I check the back door. Locked. Jiggle the sliding glass door, which we used to leave unlocked when we rambled away from the house in the middle of the night, back when we used to do that sort of thing. Locked. I could turn around and go back to Aunt Lisa and Uncle Henry’s now. I tried. But the thought of that makes me so sad. Like, unbelievably sad. Despairingly sad. But what to do?
I circle the house one more time, looking for some entryway that somehow I’ve never before known about in the decade-plus since I first started spending time in this house. Nothing. Except … There’s that maple tree on the side of the house where Molly’s room is. The one Molly and I tried to play Lone Ranger on when we were about nine—she hung on the lowest branch; I pretended to be a horse and was supposed to run under her so she could drop onto my shoulders. The branch broke before I got there. Once she got back from the hospital (minor concussion, plus poison ivy from the unfortunate thicket she landed on), her parents said if we ever went anywhere near that tree again there would be certain unnamed Serious Consequences.
It is time to try again.
I skulk over to the tree, around the side of the house. It is so dark it’s hard to make out much of anything about it, except that it’s still there. I walk to the trunk and reach for the first branch. If I stretch, I can just get my hands around it. Will it hold? THAT is a good question. I’d rather not find out the answer with a concussion. Or poison ivy.
There is some sort of shovel in the back of the house, I recall. A spade, I think it’s called? I’m not so familiar with gardening implements, or much of anything relating to the useful arts. I go back and fetch it from its spot leaning against the house. It’s heavier than I thought a shovel would be; hope I can lift it high enough to hit the branch and test its strength.
And I can! These small victories. I bang the branch two or three times
. I’m getting a little bit winded lifting the shovel so high, then heaving it at the branch, but I do it, and the branch holds. Hi-ho Silver at last.
Dropping the shovel with a bit more of a clang than might be ideal, I hoist myself onto the branch by holding on, then walking myself up the trunk. I’m nimbler than I thought I’d be. It’s possible that the loathsome lacrosse has got me into a little bit of an athletic way. I start feeling more confident, jaunty even, as I reach for the next branch up. Which, I realize, I can’t test, since the shovel is down on the ground. Hm. I just grab at it and tug. It should fall if it won’t hold me, I think. It holds. I climb up and sit on it, my legs splayed on either side. I’ve got one more branch to go, I think, then I should be at Molly’s window, at which point … I have no idea. Like usual. Oy vey.

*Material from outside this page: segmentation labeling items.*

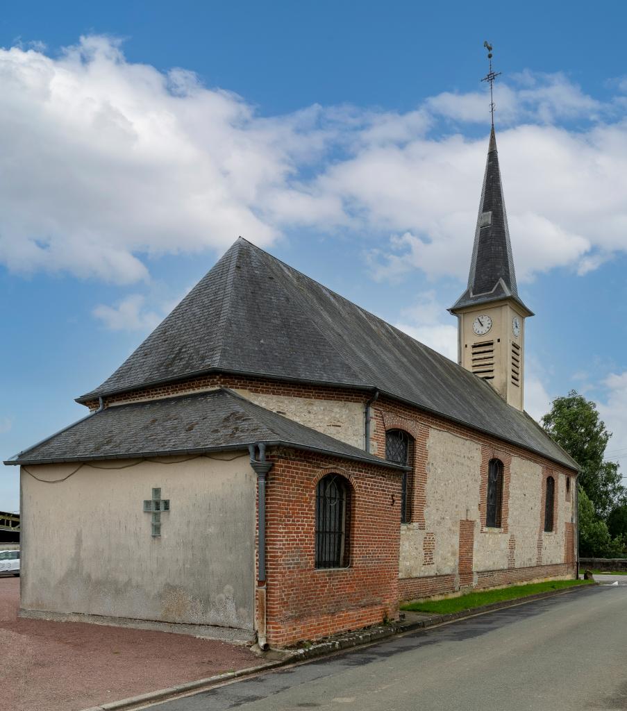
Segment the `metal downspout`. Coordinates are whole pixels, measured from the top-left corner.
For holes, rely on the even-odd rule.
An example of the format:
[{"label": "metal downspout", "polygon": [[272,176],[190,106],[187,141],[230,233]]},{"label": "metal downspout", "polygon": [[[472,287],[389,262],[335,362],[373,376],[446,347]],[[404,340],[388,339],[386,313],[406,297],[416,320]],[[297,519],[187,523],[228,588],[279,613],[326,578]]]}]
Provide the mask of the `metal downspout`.
[{"label": "metal downspout", "polygon": [[[259,449],[259,459],[257,450]],[[257,643],[260,649],[267,649],[266,629],[266,482],[268,472],[274,466],[266,461],[266,445],[263,442],[249,444],[250,466],[257,474],[257,574],[255,589],[255,619]]]},{"label": "metal downspout", "polygon": [[363,449],[370,453],[370,420],[373,419],[371,407],[379,399],[379,391],[375,390],[373,397],[366,401],[363,417]]},{"label": "metal downspout", "polygon": [[574,535],[573,538],[573,545],[575,547],[575,580],[579,578],[579,475],[575,477],[574,483]]}]

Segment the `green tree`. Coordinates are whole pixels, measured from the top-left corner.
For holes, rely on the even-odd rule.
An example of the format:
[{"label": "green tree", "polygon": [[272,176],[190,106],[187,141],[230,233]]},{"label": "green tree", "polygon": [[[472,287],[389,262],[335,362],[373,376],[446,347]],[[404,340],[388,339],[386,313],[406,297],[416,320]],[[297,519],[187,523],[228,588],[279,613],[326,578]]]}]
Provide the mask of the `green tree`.
[{"label": "green tree", "polygon": [[607,517],[607,528],[610,535],[617,538],[627,538],[627,503],[618,504],[610,511]]},{"label": "green tree", "polygon": [[596,405],[577,390],[553,400],[542,424],[555,442],[581,466],[579,483],[592,502],[597,517],[605,518],[624,498],[618,465],[605,461],[611,437],[599,417]]},{"label": "green tree", "polygon": [[612,538],[607,524],[601,520],[583,488],[579,488],[579,555],[612,558],[623,552],[623,539]]}]

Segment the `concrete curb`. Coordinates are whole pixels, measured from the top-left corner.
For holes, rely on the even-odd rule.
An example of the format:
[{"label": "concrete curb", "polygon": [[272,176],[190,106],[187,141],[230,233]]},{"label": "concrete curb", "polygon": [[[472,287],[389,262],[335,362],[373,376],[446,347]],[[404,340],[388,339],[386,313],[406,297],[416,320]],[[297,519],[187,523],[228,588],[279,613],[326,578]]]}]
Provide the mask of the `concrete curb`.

Up I go to the next branch. A fall from this height would produce, I think, quite a bad concussion. Some broken bones. The worst case of poison ivy ever. But no, my luck, like the tree, holds. And here I am, close to the branch, a couple of feet away from Molly’s window, assuming she hasn’t switched rooms. Now how to get in?
I shimmy along the branch, smelling the earthy, barky smell, feeling bugs fall into my hair (real bugs, imaginary ones, I don’t know), praying to a higher power I don’t believe in to keep me safe as I attempt this profoundly stupid feat to win back my old friend. And more than that, within reaching distance of the window, I am making all kinds of unenforceable negotiations with that great nonexistent being in the sky about how good I’ll be if somehow this works out. I’ll be better than good. I’ll get up on time. I’ll make sure Ben eats real food. I’ll get Dad back. I’ll make sure Dad is punished for what he’s done. I’ll make sure no one else in our family is killed, or kills. I’ll thank Pete. I’ll do my homework. The thing that doesn’t exist comes through; the branch doesn’t fall to the ground, and neither do I.